Transcript JSON Specification

Transcript data is stored in a single server-side transcript.json file per project. The file is timestamp-based and agnostic to the specific audio it renders against. If the audio is edited without a corresponding transcript update, playback positions will become misaligned. Automatic transcription realigns the transcript but overwrites any manual edits.

Root Keys

key	type	description
`paragraphs`	list	Transcript text, structured as paragraphs → sentences → words
`sectionBreaks`	list	User-defined section markers with timestamps
`annotations`	object	Text annotations (hyperlinks) attached to transcript segments
`notes`	list	Inline notes anchored to timecodes (stage directions, speech labels, editor notes)

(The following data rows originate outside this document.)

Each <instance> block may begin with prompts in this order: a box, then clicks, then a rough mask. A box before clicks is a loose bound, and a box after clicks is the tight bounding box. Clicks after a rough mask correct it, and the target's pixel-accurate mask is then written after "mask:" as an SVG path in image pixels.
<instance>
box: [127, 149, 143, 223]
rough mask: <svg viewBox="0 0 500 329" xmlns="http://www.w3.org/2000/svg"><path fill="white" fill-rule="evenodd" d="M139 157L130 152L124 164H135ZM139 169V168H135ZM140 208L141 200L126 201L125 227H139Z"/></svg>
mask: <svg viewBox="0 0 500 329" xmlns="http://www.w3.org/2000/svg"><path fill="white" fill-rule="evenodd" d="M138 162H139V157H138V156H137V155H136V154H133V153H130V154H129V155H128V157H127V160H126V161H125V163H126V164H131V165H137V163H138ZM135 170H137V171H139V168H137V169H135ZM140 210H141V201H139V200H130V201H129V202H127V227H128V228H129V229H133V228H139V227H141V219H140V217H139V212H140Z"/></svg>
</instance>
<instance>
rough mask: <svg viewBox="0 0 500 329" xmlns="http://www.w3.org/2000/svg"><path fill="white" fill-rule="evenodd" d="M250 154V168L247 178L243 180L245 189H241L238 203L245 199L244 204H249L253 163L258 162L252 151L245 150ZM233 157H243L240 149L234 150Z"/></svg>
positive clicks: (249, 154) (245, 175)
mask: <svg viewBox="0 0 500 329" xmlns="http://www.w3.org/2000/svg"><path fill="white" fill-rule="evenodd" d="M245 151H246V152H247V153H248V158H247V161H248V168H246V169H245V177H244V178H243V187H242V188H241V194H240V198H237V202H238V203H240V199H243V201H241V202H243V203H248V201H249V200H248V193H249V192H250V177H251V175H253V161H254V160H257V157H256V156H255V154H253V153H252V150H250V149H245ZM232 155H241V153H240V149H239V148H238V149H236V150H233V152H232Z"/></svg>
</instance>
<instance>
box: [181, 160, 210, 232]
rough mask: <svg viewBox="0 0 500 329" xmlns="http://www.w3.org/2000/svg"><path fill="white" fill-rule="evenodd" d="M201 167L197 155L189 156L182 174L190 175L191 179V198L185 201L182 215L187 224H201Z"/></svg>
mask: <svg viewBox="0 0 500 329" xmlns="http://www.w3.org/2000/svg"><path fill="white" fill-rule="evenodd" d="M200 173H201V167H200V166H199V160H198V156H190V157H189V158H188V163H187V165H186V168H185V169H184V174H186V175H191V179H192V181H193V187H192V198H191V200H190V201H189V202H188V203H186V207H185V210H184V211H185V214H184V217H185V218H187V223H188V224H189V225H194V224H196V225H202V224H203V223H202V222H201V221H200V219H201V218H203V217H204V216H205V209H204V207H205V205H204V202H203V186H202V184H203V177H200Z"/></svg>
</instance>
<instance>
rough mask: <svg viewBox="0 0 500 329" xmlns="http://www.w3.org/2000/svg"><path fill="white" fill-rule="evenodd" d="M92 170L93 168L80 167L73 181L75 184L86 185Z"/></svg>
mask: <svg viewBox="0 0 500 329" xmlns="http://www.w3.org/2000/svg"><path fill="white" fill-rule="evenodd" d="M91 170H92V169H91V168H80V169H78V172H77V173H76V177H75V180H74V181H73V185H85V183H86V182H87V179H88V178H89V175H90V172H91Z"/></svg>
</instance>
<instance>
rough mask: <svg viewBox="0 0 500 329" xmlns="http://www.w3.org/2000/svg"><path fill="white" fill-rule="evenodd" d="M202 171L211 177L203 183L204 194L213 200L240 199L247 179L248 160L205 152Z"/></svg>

All root keys are optional — a file may contain only paragraphs, or only annotations, etc.

`paragraphs`

A list of paragraph objects. Paragraphs are created either manually by the user or automatically based on detected pauses during transcription. Each paragraph contains one or more sentences; each sentence optionally contains a word-level breakdown.

Paragraph

key	type	description
`speaker`	str	The `speaker_id` associated with this paragraph
`start`	float	Start time of the paragraph in seconds
`end`	float	End time of the paragraph in seconds
`sentences`	list	Ordered list of sentence objects within this paragraph

Sentence

key	type	description
`start`	float	Start time of the sentence in seconds
`end`	float	End time of the sentence in seconds
`text`	str	Full text of the sentence
`words`	list	Word-level breakdown (may be empty; if so, `text` is used as the atomic unit)

Word

key	type	description
`start`	float	Start time of the word in seconds
`end`	float	End time of the word in seconds
`word`	str	The word string
`probability`	float	Confidence score (0–1) for the word's timing/detection

`sectionBreaks`

A list of section break objects. Section numbers are assigned at runtime (sorted by beforeSegStart) and are not stored in the file.

key	type	description
`beforeSegStart`	float	Start time of the first segment in this section. At runtime, the break is positioned immediately before the nearest sentence start. `0` places the break before the very first paragraph.
`name`	str	User-defined label for the section (may be empty string)

`notes`

A list of inline note objects anchored to timecodes. Notes are rendered at the nearest paragraph boundary at or after their timecode. The list is kept sorted by timecode.

key	type	description
`timecode`	float	Position in seconds; the note renders before the first paragraph starting at or after this time
`type`	str	`"stage_direction"` \| `"speech_label"` \| `"editor_note"`
`text`	str	The note text
`public`	bool	`false` = visible to editors only; `true` = visible in presentation view. `"editor_note"` type is always hidden in presentation regardless of this flag.

`annotations`

An object containing text annotations attached to transcript segments. Currently the only annotation type is hyperlinks.

`hyperlinks`

A map from a unique string ID (generated at creation time) to a hyperlink object.

{
  "hyperlinks": {
    "<id>": { ... }
  }
}

Hyperlink object

key	type	description
`url`	str	The destination URL
`name`	str \| null	Display name for the link (null if not set)
`description`	str \| null	Short description shown in the UI (null if not set)
`editorNotes`	str \| null	Private notes visible only in the editor (null if not set)
`segmentIdx`	int	Index of the transcript segment (sentence) this link is anchored to
`charStart`	int	Character offset within the sentence text where the link begins
`charEnd`	int	Character offset within the sentence text where the link ends

Example

{
  "paragraphs": [
    {
      "speaker": "speaker_0",
      "start": 0.0,
      "end": 4.2,
      "sentences": [
        {
          "start": 0.0,
          "end": 4.2,
          "text": "Hello and welcome.",
          "words": [
            { "start": 0.0, "end": 0.5, "word": "Hello",   "probability": 0.99 },
            { "start": 0.6, "end": 0.9, "word": "and",     "probability": 0.98 },
            { "start": 1.0, "end": 1.6, "word": "welcome", "probability": 0.97 }
          ]
        }
      ]
    }
  ],
  "sectionBreaks": [
    { "beforeSegStart": 0, "name": "Introduction" }
  ],
  "notes": [
    { "timecode": 0.0, "type": "stage_direction", "text": "theme music plays", "public": true },
    { "timecode": 1.0, "type": "editor_note", "text": "check audio quality here", "public": false }
  ],
  "annotations": {
    "hyperlinks": {
      "lnk_1714000000000": {
        "url": "https://example.com",
        "name": "Example",
        "description": null,
        "editorNotes": null,
        "segmentIdx": 0,
        "charStart": 10,
        "charEnd": 17
      }
    }
  }
}